# Lahaina Villas vs. Napili Villas



## GregT (Jun 29, 2015)

All,

We've settled in to Napili Villas after leaving Lahaina Villas (our beloved 6206) and it is an interesting change.   

For reference, we compared Kauai Lagoons 3BR to Lahaina Villas in this thread.

Similar to my experience in Kauai Lagoons, Napili Villas is noticeably smaller than Lahaina Villas.   There are subtle tweaks in the room layout that we notice here that make the living area and bedrooms feel smaller.   For comparison, the living area for Lahaina Villas is 20 x 26 flip flops, for 520 total ffs.   The living area for Napili is 16x28, or 448 total ffs.   It is disguised well, and the appearance of the two units is very similar in pictures, however some of the little things we really like about Lahaina Villas have been removed (there is no closet for our suitcases, there is no table behind the sofa for our keys/sunscreen, the shower is smaller, the second bedroom doesn't have a "slide-out", the drawers are smaller).   These are tiny things, but it definitely lives smaller than Lahaina Villas.   

The balcony however is noticeably bigger, both in terms of full extension to the end of the building and it is about two flip flops deeper, which makes it feel much larger.  Additionally, the wall is a little shorter and the railing is a little taller, providing more visibility.   So the balcony is better, but the living area is not as good.    

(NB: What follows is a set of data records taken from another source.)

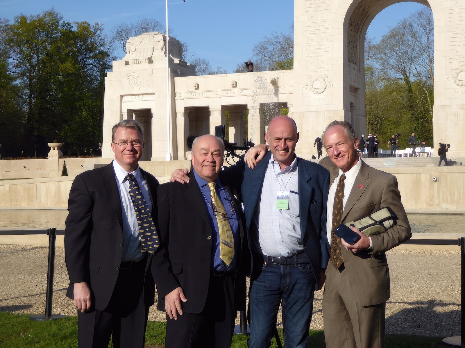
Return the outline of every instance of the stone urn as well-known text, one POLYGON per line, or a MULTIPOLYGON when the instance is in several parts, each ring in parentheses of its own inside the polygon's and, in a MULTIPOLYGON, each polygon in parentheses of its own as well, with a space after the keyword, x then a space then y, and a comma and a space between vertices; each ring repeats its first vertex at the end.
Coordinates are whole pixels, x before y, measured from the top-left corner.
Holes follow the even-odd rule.
POLYGON ((48 146, 52 150, 57 150, 63 146, 62 142, 49 142, 48 146))
POLYGON ((49 142, 48 146, 50 147, 50 151, 47 156, 49 158, 54 157, 61 158, 63 157, 61 150, 60 149, 60 148, 63 146, 62 142, 49 142))

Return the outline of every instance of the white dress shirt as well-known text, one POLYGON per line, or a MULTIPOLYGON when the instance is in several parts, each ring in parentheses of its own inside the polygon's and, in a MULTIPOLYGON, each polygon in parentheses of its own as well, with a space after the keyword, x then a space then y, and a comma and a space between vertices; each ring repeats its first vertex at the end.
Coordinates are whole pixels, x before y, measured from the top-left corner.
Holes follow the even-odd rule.
POLYGON ((256 250, 268 256, 287 257, 304 251, 299 209, 297 158, 283 170, 272 155, 265 172, 260 203, 253 214, 256 250), (278 191, 289 192, 289 209, 276 207, 278 191), (258 233, 258 235, 257 235, 258 233))
MULTIPOLYGON (((141 251, 140 233, 136 218, 136 213, 133 206, 133 201, 129 195, 129 184, 126 180, 128 173, 116 160, 113 161, 113 169, 118 183, 123 216, 123 254, 122 261, 137 261, 143 258, 144 253, 141 251)), ((152 214, 152 200, 149 194, 147 182, 144 178, 139 167, 130 174, 134 175, 140 186, 140 190, 146 200, 149 210, 152 214)), ((157 213, 156 212, 154 213, 157 213)))
MULTIPOLYGON (((355 165, 351 168, 345 174, 345 180, 344 180, 344 199, 342 201, 343 210, 345 207, 349 195, 352 190, 355 178, 359 174, 360 168, 362 167, 362 160, 359 159, 359 161, 355 165)), ((332 207, 334 205, 334 196, 336 195, 336 189, 338 188, 341 175, 343 171, 339 169, 338 176, 334 179, 329 187, 329 193, 328 194, 328 204, 326 205, 326 233, 328 236, 328 240, 331 244, 331 227, 332 226, 332 207)))

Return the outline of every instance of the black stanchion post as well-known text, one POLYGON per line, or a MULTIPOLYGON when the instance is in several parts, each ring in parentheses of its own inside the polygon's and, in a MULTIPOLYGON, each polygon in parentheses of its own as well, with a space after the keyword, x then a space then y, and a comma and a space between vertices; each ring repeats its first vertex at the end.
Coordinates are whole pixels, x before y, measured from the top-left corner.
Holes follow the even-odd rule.
POLYGON ((465 348, 465 340, 463 338, 464 335, 465 334, 465 312, 464 311, 464 304, 465 303, 465 237, 459 238, 457 240, 457 244, 460 247, 461 256, 460 335, 446 337, 442 340, 442 342, 448 346, 465 348))
POLYGON ((239 311, 239 325, 234 325, 234 334, 250 335, 250 331, 247 323, 247 316, 246 315, 245 310, 239 311))
POLYGON ((45 299, 45 314, 38 314, 29 317, 33 320, 38 322, 46 320, 53 320, 64 318, 66 316, 62 314, 52 314, 52 299, 53 294, 53 272, 55 270, 55 244, 57 237, 57 229, 49 228, 47 231, 48 236, 48 265, 47 267, 47 287, 45 299))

We are just arrived, so I don't yet have a feel for proximity to BBQs and pools, and will look forward to seeing how that works.  All in all, this is a great property!

Best,

Greg


----------



## taffy19 (Jun 29, 2015)

Hi Greg,

What floor are you on?

The 3 BR condos in the Lahaina tower are so nice and light and it must feel like being at home with so much space around you.  The 2 BR condos still have a spacious feeling too but are darker but the view from the living room is spectacular.  The corner 3 BR condo views are even better.

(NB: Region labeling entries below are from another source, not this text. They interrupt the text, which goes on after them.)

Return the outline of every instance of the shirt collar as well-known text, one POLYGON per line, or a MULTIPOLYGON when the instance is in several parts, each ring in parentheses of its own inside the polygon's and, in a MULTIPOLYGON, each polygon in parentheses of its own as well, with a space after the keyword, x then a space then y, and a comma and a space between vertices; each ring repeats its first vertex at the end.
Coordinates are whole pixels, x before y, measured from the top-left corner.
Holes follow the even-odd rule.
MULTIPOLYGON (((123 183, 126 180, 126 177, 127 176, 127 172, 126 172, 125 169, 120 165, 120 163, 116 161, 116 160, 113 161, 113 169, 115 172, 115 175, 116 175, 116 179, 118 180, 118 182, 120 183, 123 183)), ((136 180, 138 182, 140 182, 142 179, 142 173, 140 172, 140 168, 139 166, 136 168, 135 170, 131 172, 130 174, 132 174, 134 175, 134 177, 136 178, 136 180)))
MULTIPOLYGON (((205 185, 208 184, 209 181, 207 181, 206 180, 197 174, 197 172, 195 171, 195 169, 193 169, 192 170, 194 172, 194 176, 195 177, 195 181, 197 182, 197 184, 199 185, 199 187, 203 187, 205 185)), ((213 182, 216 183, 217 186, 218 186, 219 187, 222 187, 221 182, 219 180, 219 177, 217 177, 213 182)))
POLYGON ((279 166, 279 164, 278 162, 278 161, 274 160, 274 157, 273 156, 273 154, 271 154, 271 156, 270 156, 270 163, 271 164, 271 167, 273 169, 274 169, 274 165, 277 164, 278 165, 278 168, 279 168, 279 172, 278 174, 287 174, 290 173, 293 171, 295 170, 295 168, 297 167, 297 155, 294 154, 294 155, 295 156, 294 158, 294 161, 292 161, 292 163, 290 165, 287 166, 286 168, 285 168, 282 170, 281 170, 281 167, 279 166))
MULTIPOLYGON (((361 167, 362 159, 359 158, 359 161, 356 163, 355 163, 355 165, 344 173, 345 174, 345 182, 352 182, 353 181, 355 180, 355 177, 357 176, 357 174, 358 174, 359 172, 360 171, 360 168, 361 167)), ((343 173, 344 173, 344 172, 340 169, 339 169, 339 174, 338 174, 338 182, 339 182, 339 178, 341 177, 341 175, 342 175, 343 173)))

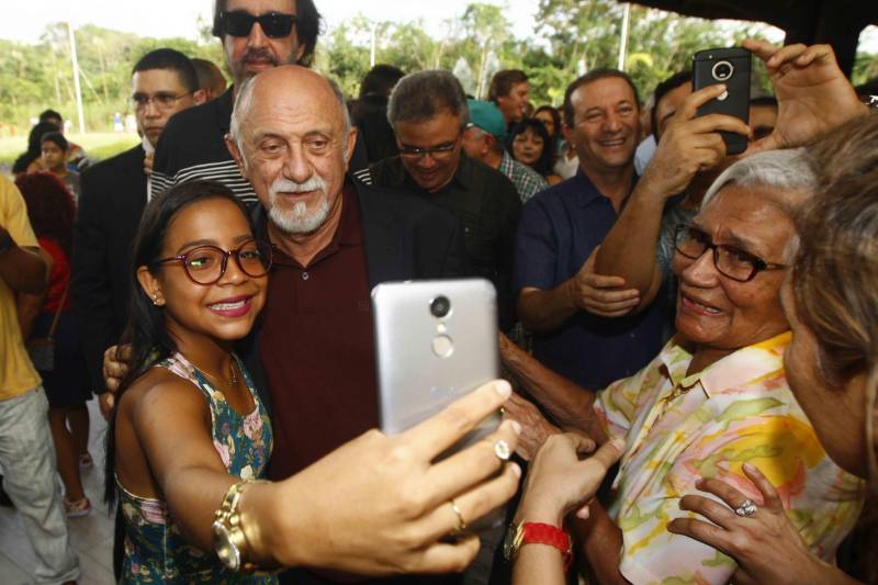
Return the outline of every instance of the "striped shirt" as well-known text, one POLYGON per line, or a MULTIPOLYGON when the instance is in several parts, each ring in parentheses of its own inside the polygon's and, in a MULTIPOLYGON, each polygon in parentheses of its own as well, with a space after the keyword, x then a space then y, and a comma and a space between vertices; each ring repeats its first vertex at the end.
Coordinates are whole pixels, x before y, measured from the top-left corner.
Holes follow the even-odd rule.
POLYGON ((503 153, 503 159, 497 170, 513 181, 521 203, 527 203, 530 198, 540 191, 549 189, 549 183, 545 182, 545 178, 542 175, 514 159, 509 156, 509 153, 503 153))
POLYGON ((153 165, 153 195, 175 184, 212 180, 228 187, 246 205, 258 202, 241 176, 224 136, 232 120, 234 89, 219 98, 175 114, 165 126, 153 165))

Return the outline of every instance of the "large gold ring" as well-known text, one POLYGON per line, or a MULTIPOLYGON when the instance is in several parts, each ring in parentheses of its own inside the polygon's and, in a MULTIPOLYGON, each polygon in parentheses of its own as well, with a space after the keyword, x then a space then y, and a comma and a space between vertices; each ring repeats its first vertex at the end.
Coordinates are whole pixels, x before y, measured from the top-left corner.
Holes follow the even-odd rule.
POLYGON ((513 450, 509 449, 508 442, 504 441, 503 439, 497 439, 494 441, 494 454, 497 455, 497 459, 500 461, 509 461, 513 450))
POLYGON ((451 532, 452 536, 457 536, 466 530, 466 520, 463 519, 463 513, 460 511, 457 502, 449 499, 448 503, 451 504, 451 511, 458 517, 458 527, 451 532))

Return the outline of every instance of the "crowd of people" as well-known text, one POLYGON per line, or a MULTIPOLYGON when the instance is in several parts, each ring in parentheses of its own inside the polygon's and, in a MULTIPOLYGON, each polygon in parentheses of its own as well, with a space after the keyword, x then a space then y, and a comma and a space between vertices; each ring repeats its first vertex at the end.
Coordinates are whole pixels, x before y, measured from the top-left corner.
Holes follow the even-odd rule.
POLYGON ((217 0, 230 87, 151 50, 140 144, 91 160, 47 110, 0 177, 0 465, 36 582, 81 576, 92 457, 121 583, 878 582, 878 113, 832 49, 745 41, 774 95, 742 121, 698 115, 725 88, 690 71, 534 108, 521 70, 477 100, 379 65, 349 99, 320 22, 217 0), (382 434, 370 291, 471 277, 504 379, 382 434))

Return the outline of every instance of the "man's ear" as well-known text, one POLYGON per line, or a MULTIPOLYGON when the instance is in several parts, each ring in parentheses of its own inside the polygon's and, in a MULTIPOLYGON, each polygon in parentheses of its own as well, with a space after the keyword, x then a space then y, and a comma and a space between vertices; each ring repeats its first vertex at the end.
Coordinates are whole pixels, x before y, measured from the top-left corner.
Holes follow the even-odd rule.
POLYGON ((359 132, 357 126, 351 126, 350 132, 348 132, 348 142, 345 145, 345 167, 350 165, 350 157, 353 156, 353 147, 357 145, 357 134, 359 132))
POLYGON ((158 279, 156 279, 155 274, 153 274, 147 267, 142 266, 137 268, 137 282, 154 305, 162 306, 165 304, 161 284, 159 284, 158 279))
POLYGON ((561 124, 561 134, 564 136, 564 140, 572 147, 575 148, 576 144, 573 140, 573 128, 567 126, 566 124, 561 124))
POLYGON ((192 99, 195 101, 195 105, 201 105, 202 103, 207 101, 207 90, 199 89, 192 93, 192 99))
POLYGON ((223 136, 223 139, 226 142, 226 148, 228 148, 228 154, 232 155, 232 158, 235 159, 235 164, 240 169, 240 173, 244 177, 247 177, 247 161, 244 160, 244 153, 240 151, 238 148, 238 143, 232 137, 230 134, 226 134, 223 136))
POLYGON ((486 132, 482 138, 482 157, 494 150, 494 143, 498 142, 496 136, 486 132))

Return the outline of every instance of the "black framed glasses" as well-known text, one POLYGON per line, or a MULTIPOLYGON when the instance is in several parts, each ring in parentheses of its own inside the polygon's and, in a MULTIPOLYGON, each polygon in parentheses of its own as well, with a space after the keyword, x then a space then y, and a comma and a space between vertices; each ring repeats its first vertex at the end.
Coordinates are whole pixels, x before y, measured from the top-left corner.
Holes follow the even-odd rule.
POLYGON ((723 244, 713 244, 707 232, 689 225, 678 225, 674 232, 674 248, 691 260, 697 260, 710 249, 713 266, 720 274, 738 282, 750 282, 765 270, 781 270, 786 265, 767 262, 746 250, 723 244))
POLYGON ((290 36, 293 26, 299 21, 295 14, 284 14, 282 12, 267 12, 255 16, 246 10, 232 10, 223 12, 221 16, 222 29, 225 34, 232 36, 249 36, 254 23, 258 22, 266 36, 271 38, 283 38, 290 36))
POLYGON ((148 93, 135 93, 128 98, 128 103, 135 110, 143 110, 149 102, 155 103, 156 108, 160 110, 169 110, 187 95, 192 95, 192 92, 190 91, 189 93, 181 93, 179 95, 170 91, 157 91, 151 95, 148 93))
POLYGON ((210 285, 218 282, 226 273, 229 257, 235 258, 238 268, 248 277, 264 277, 271 268, 271 244, 251 239, 228 251, 216 246, 199 246, 183 254, 156 260, 154 266, 180 262, 189 280, 195 284, 210 285))
POLYGON ((428 146, 426 148, 418 148, 417 146, 401 146, 399 155, 406 158, 424 158, 427 155, 430 155, 434 158, 442 158, 451 154, 457 147, 457 140, 452 143, 437 144, 436 146, 428 146))

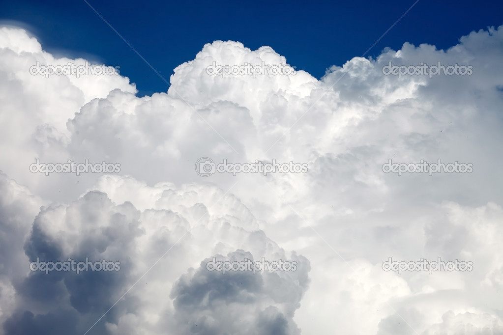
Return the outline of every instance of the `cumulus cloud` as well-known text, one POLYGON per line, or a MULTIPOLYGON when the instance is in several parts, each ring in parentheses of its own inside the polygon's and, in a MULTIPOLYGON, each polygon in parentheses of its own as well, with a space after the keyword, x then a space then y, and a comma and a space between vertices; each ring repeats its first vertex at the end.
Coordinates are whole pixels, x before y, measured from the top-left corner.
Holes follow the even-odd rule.
POLYGON ((405 43, 319 80, 210 75, 214 62, 288 64, 270 47, 215 41, 167 92, 139 98, 121 75, 31 74, 37 61, 86 61, 0 28, 3 331, 83 333, 104 314, 88 333, 500 333, 502 41, 503 26, 446 50, 405 43), (399 78, 383 73, 390 62, 473 74, 399 78), (308 169, 204 178, 203 157, 308 169), (120 169, 46 176, 30 172, 37 159, 120 169), (473 172, 382 170, 439 159, 473 172), (299 266, 221 274, 206 267, 213 257, 299 266), (473 269, 398 274, 382 268, 390 257, 473 269), (37 257, 121 270, 31 272, 37 257))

I felt the same when we were staying one night in a studio at the Molokai tower.  You have the ocean right in front of you plus you see the long, wide beach and ocean plus a lot of lush greenery too from the side window.  I love the large area of grass in the front of our resort.  It gives that cool feeling and is so relaxing, IMO.

It's all about location and view plus a comfortable condo.  For us, it doesn't have to be that luxurious but I love the resort atmosphere and the condos mostly are luxurious when you stay in a resort and I really like having a restaurant/bar on the premises too.  It is convenient plus there are several here in walking distance which makes it even better.

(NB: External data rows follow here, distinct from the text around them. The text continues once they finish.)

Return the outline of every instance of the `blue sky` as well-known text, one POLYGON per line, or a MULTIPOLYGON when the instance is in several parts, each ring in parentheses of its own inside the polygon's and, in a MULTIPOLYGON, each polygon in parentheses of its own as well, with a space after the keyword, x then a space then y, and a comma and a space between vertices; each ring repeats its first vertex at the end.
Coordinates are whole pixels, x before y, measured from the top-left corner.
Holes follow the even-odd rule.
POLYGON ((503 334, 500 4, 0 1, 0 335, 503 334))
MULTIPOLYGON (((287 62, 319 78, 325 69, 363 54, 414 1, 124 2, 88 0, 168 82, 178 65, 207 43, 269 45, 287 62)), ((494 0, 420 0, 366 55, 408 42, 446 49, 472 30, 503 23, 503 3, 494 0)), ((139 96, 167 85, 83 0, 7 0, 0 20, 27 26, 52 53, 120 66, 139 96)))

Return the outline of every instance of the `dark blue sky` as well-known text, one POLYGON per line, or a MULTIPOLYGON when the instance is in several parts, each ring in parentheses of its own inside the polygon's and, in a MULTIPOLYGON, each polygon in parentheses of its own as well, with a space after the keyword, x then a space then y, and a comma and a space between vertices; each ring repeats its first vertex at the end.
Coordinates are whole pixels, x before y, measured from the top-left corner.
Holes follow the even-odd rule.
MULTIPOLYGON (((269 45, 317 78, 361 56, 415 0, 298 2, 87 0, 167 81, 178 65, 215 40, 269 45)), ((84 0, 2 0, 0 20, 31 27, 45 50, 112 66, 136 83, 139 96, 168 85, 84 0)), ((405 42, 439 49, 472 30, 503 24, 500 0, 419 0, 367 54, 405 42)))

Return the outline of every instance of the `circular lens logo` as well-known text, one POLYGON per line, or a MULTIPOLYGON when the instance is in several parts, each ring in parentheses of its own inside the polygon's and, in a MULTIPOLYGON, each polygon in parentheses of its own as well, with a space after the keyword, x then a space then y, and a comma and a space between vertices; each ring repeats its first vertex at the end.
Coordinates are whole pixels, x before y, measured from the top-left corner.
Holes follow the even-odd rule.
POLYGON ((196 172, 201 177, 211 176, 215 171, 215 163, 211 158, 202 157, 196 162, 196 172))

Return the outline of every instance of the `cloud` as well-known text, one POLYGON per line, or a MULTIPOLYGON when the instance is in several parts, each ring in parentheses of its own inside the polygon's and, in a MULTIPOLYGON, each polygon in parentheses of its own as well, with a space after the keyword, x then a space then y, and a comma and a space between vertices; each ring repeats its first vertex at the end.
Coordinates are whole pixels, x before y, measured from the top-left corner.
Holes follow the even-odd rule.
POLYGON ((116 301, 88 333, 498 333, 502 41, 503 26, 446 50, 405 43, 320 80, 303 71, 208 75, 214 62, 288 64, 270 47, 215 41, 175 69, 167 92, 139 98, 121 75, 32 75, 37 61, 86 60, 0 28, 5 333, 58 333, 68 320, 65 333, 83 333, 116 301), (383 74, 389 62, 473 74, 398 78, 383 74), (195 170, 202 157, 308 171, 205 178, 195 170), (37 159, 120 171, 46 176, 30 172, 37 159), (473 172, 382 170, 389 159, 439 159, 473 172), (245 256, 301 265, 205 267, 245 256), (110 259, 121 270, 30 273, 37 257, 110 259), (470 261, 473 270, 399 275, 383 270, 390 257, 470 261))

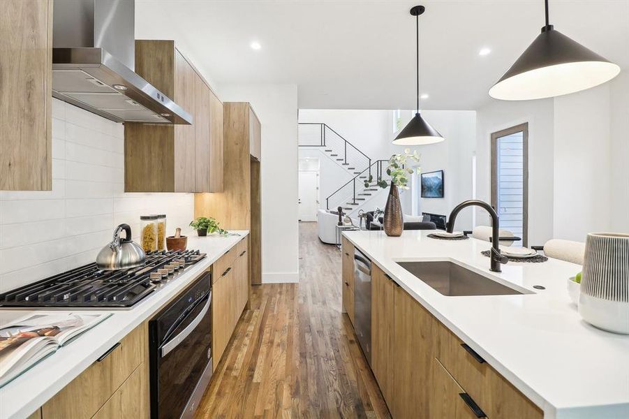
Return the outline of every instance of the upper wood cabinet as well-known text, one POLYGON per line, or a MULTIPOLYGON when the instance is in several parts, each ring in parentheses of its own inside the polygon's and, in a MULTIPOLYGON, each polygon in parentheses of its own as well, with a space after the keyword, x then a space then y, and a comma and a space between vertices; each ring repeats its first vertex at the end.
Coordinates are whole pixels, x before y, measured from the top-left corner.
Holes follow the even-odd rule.
POLYGON ((50 191, 52 0, 2 0, 0 190, 50 191))
POLYGON ((223 228, 249 230, 251 282, 261 284, 261 163, 251 149, 260 143, 260 124, 249 103, 225 102, 223 110, 223 193, 195 194, 194 216, 212 216, 223 228))
POLYGON ((249 152, 256 160, 262 159, 262 126, 251 108, 249 108, 249 152))
POLYGON ((125 191, 222 191, 221 101, 172 41, 136 41, 135 71, 192 114, 193 121, 125 124, 125 191))

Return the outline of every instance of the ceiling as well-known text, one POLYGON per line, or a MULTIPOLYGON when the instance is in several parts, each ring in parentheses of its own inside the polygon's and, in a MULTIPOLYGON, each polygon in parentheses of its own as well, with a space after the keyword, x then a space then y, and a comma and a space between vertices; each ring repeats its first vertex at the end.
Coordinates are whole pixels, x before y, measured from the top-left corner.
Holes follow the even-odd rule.
MULTIPOLYGON (((629 0, 549 2, 556 29, 629 68, 629 0)), ((413 109, 417 3, 424 109, 491 100, 544 23, 542 0, 136 0, 135 37, 175 39, 219 86, 296 84, 302 109, 413 109)))

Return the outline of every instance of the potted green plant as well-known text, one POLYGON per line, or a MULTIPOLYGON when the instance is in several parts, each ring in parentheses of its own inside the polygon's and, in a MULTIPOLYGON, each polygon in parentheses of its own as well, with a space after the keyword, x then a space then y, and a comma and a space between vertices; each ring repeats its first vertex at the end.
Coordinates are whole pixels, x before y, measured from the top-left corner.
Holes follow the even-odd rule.
POLYGON ((228 231, 221 228, 219 222, 212 217, 200 216, 191 221, 190 226, 197 230, 200 237, 206 236, 208 233, 218 233, 221 235, 228 234, 228 231))
MULTIPOLYGON (((393 154, 389 159, 389 166, 387 168, 387 175, 391 177, 390 189, 389 196, 387 198, 387 205, 385 207, 384 220, 383 224, 385 233, 388 236, 398 237, 401 235, 404 229, 404 220, 402 216, 402 208, 400 205, 400 189, 408 189, 406 186, 410 175, 413 175, 413 168, 407 167, 410 161, 417 163, 420 161, 420 155, 417 150, 410 152, 410 149, 406 149, 404 152, 399 154, 393 154)), ((373 177, 369 175, 369 179, 364 181, 365 188, 368 188, 373 182, 373 177)), ((390 185, 382 177, 378 178, 376 185, 385 189, 390 185)))

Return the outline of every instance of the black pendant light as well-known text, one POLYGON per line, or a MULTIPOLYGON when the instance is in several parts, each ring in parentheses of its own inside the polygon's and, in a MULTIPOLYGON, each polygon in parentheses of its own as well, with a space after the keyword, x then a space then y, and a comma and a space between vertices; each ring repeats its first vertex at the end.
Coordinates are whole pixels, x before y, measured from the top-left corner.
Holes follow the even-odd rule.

Enjoy the the Fourth of July and then it is looking forward to next year already.  

I wonder if there will be fireworks right in front of the resort?


----------



## Fasttr (Jun 29, 2015)

GregT said:


> the living area for Lahaina Villas is 20 x 26 flip flops, for 520 total ffs.   The living area for Napili is 16x28, or 448 total ffs.



Greg....are these "sober flip flops" where one foot is directly in front of the other, or "I am having a bit too much fun on vaca flip flops" where you likely would not pass the sobriety test, and perhaps the accuracy of the measurement must be questioned.


----------



## GregT (Jun 29, 2015)

Fasttr said:


> Greg....are these "sober flip flops" where one foot is directly in front of the other, or "I am having a bit too much fun on vaca flip flops" where you likely would not pass the sobriety test, and perhaps the accuracy of the measurement must be questioned.



This is an excellent (and appropriate) question considering the amount of wine we shipped to Hawaii.  However, these were sober flip flops as this is the kind of useless trivia that I like to collect.   Perhaps I will change the unit of measure to sffs.

Best,

Greg


----------



## GregT (Jun 29, 2015)

iconnections said:


> Hi Greg,
> 
> What floor are you on?
> 
> ...



Hi Emmy, we are on the 6th floor, so it is an excellent comparator to Lahaina Villas.   I agree with you about the corner units, they are very bright and I'm a big fan of the 3BR units.   MOC is a lovely place!!

Best,

Greg


----------



## BocaBoy (Jun 29, 2015)

Greg,

I wonder if this difference between Lahaina and Napili is limited to the 3BR units?  I have never stayed in one of them.  We own oceanfront 2BR and I have never felt that the 2BR units in Napili Villas seemed at all smaller.  We actually prefer them.


----------



## GaryDouglas (Jun 29, 2015)

The initial brochures for the Lahaina and Napili units had floorplans with approximate square feet that varied between units and even between buildings (see my floor plans).  So one would have to get out their tape measure to figure out the differences. I don't think there is a universal conversion formula for flip-flops.  I only remember that there are 2.54 CM / Inch...


----------



## davidvel (Jun 29, 2015)

GregT said:


> This is an excellent (and appropriate) question considering the amount of wine we shipped to Hawaii.  However, these were sober flip flops as this is the kind of useless trivia that I like to collect.   Perhaps I will change the unit of measure to sffs.
> 
> Best,
> 
> Greg


Now I understand all the news reports about a wine shortage in North County.


----------



## larryallen (Jun 30, 2015)

Maybe it's just me but the last thing I plan to do on my next vacation to Hawaii is measure the hotel room. Enjoy your VACATION!  Have FUN!  See the BEACH!  Come on man!


----------



## davidvel (Jun 30, 2015)

larryallen said:


> Maybe it's just me but the last thing I plan to do on my next vacation to Hawaii is measure the hotel room. Enjoy your VACATION!  Have FUN!  See the BEACH!  Come on man!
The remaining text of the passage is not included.